The collaboration with BARDA demonstrates the suitability of DNAe's next-generation sequencing platform to address a range of clinical needs, Toumazou said, as demonstrated by the application in antimicrobial resistance and influenza testing, where there is a very high unmet need."
When a doctor prescribes a patient a drug, such as an antibiotic, for instance, making sure that person can metabolize that drug quickly becomes critical, Toumazou said. Blood tests can take up to three days to answer those questions, and by that time the antimicrobial-resistant bug has mutated so many times that it's too late, he said.
The Genalysis platform is designed to return results within a couple of hours to guide treatment decisions before it's too late.

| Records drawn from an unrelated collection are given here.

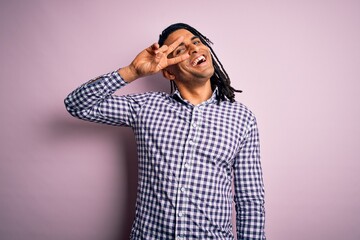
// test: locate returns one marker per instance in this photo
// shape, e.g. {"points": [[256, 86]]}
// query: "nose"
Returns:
{"points": [[194, 48]]}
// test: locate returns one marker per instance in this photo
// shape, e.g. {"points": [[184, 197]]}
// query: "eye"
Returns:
{"points": [[178, 51]]}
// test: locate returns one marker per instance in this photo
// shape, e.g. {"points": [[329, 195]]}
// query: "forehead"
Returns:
{"points": [[176, 34]]}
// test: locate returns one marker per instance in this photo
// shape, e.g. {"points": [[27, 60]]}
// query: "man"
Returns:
{"points": [[192, 144]]}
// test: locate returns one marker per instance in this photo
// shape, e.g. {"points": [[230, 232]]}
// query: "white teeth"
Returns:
{"points": [[197, 60]]}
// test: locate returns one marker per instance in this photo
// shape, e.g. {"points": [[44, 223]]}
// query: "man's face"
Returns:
{"points": [[198, 68]]}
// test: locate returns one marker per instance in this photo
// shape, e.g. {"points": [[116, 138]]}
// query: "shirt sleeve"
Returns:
{"points": [[95, 101], [248, 187]]}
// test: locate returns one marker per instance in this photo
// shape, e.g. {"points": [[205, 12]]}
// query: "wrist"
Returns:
{"points": [[128, 74]]}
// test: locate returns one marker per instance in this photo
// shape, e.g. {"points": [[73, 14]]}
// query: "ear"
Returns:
{"points": [[168, 75]]}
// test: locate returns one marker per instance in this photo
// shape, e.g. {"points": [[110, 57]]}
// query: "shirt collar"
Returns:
{"points": [[177, 96]]}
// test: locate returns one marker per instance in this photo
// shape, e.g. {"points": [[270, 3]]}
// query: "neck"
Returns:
{"points": [[196, 94]]}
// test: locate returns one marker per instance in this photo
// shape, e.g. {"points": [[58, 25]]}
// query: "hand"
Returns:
{"points": [[152, 60]]}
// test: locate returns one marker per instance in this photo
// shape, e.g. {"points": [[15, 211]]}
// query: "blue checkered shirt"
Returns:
{"points": [[189, 156]]}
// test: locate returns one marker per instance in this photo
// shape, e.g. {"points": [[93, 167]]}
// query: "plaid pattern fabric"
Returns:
{"points": [[188, 158]]}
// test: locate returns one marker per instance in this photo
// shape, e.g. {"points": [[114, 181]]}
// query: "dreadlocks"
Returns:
{"points": [[220, 78]]}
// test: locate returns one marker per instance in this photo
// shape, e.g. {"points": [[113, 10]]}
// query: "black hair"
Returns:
{"points": [[220, 78]]}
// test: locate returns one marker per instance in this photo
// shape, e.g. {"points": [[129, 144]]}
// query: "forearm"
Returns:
{"points": [[249, 187], [250, 219]]}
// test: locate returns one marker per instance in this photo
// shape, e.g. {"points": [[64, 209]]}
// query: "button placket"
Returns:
{"points": [[185, 173]]}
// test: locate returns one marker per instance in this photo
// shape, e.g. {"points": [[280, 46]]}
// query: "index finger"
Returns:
{"points": [[175, 60]]}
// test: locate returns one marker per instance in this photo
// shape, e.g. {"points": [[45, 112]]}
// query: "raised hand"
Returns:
{"points": [[152, 60]]}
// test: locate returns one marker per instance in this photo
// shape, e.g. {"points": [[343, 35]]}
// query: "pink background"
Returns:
{"points": [[298, 63]]}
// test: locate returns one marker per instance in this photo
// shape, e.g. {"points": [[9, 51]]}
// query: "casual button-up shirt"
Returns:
{"points": [[194, 160]]}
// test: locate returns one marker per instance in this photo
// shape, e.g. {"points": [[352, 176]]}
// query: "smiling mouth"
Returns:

The company is also leveraging technology from Nanomr Inc., an Albuquerque, N.M.-based company DNAe acquired in January 2015 for that developed a system for rapid isolation of rare cells in the bloodstream. The acquired technology is designed to target multiple rare cell types such as those contained in bacteria and fungi from bloodstream infections at levels of 1 cell/mL or lower in less than 30 minutes, making it the ideal sample preparation technology for DNAe's rapid point-of-need diagnostic tests, the company said.
By combining the two systems, Toumazou said, "we go straight from sample to result almost on a desktop" simply by taking a blood sample and putting it into something that looks like a mother board of a computer with a microchip, he said.
BARDA had a hand in moving along the development of the automated sample preparation system as well, with a $21.5 million contract awarded to Nanomr in 2014.
Sam Reed, president of DNAe's Washington-based office, who is leading the sequencing program, said the platform can be operated by users who are not specially-trained in sequencing, enabling it to be used in a wide range of near-to-patient environments where sequencing has not been possible before. "Unlike existing sequencing devices, the platform operates 'push button' directly from raw clinical specimens such as blood or swabs, delivering a clinically-relevant report for the physician," Reed said.